La Suisse, au pays des montres et des horloges

le 13 novembre 2025
La Suisse est le pays des montres et des horloges. Ici, on parle volontiers de garde-temps. Des montres, oui, mais des montres qui disent l’heure avec élégance – et complications, ces fonctions autres que l’affichage de l’heure, pour les plus réputées des manufactures.
En 2020, à l’issue d’une candidature présentée par la Suisse et la France, l’Unesco inscrivait au patrimoine mondial immatériel les savoir-faire horlogers et la mécanique d’art, rendant hommage à ces traditions séculaires mêlant techniques, sciences et beauté.
Pèlerinage sur les traces de cette industrie emblématique, entre musées, ateliers et balades au grand air.
La Suisse et les montres : une histoire d’amour vieille de quatre siècles

Tout remonte aux prêches du réformateur Calvin dans la cathédrale de Genève, au XVIe siècle, et à son bannissement des signes extérieurs de richesse. Les orfèvres et joailliers délaissent les croix, calices et ostensoirs pour des objets faciles à glisser dans la poche : les « boîtes de montres ». C’est à l’intérieur, désormais, que se dissimulent les plus beaux raffinements du pays…
Pays de Gex, pays de Vaud, vallée de Joux et montagnes de Neuchâtel, plusieurs régions du bassin lémanique et, surtout, de l’arc jurassien, se lancent dans la course.
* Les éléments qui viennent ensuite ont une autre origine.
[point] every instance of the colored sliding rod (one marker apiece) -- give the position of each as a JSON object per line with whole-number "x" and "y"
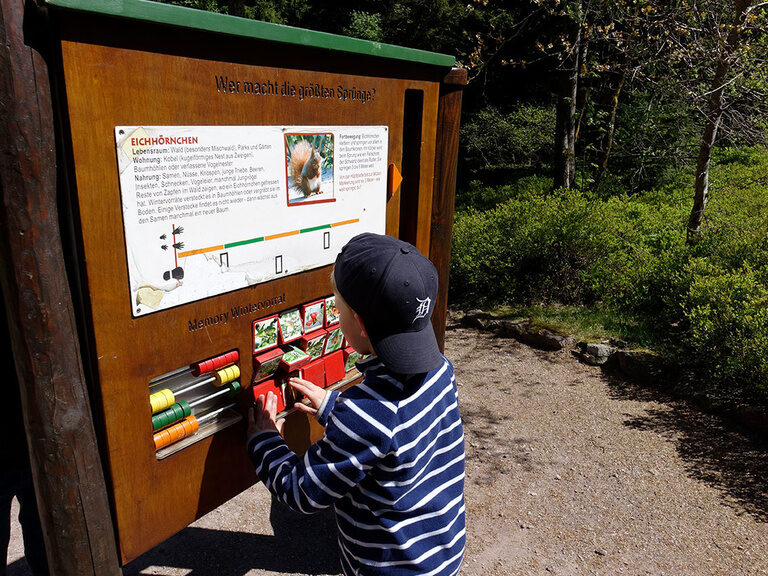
{"x": 200, "y": 368}
{"x": 183, "y": 429}
{"x": 182, "y": 408}
{"x": 167, "y": 398}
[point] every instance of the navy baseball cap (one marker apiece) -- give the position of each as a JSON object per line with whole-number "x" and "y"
{"x": 393, "y": 288}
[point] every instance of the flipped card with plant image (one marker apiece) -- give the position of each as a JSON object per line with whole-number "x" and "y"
{"x": 264, "y": 334}
{"x": 351, "y": 357}
{"x": 266, "y": 364}
{"x": 290, "y": 326}
{"x": 314, "y": 344}
{"x": 312, "y": 315}
{"x": 331, "y": 311}
{"x": 335, "y": 340}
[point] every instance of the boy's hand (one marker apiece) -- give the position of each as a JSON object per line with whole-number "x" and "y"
{"x": 261, "y": 416}
{"x": 314, "y": 394}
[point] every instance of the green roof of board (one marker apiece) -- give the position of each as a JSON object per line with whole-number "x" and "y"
{"x": 179, "y": 16}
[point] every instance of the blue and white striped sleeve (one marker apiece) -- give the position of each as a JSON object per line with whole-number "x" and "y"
{"x": 356, "y": 437}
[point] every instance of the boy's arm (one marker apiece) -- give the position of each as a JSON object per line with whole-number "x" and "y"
{"x": 355, "y": 439}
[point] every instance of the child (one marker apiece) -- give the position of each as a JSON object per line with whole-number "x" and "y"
{"x": 392, "y": 457}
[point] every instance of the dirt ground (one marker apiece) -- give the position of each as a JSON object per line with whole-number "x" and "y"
{"x": 569, "y": 471}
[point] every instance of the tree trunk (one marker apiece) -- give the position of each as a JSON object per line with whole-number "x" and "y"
{"x": 712, "y": 120}
{"x": 584, "y": 87}
{"x": 565, "y": 130}
{"x": 606, "y": 142}
{"x": 66, "y": 467}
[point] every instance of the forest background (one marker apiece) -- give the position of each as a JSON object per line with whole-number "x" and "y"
{"x": 613, "y": 169}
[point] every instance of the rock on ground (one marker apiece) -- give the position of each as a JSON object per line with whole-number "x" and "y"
{"x": 569, "y": 472}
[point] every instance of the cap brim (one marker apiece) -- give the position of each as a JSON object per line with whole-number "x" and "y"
{"x": 409, "y": 352}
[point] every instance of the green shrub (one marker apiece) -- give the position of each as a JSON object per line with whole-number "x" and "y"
{"x": 522, "y": 137}
{"x": 728, "y": 337}
{"x": 706, "y": 303}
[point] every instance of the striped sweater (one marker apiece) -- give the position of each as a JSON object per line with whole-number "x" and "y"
{"x": 392, "y": 464}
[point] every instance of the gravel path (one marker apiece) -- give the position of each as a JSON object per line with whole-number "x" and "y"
{"x": 569, "y": 472}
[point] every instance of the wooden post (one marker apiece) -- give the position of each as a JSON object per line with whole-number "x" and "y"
{"x": 444, "y": 195}
{"x": 66, "y": 467}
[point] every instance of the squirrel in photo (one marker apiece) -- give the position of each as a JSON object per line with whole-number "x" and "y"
{"x": 306, "y": 168}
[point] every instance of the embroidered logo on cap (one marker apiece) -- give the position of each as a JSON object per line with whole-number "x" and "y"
{"x": 423, "y": 309}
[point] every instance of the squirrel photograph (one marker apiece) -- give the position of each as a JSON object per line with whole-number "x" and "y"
{"x": 305, "y": 163}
D’abord au service des « orologeurs » genevois ou huguenots – installés en Suisse dans le sillage des guerres de Religion françaises –, puis pour leur propre compte.
Dans ces lieux paralysés par des hivers glaciaux, une multitude de petits ateliers spécialisés voit le jour, tandis que les paysans montent les mécanismes dans leur ferme, pour gagner quelques sous…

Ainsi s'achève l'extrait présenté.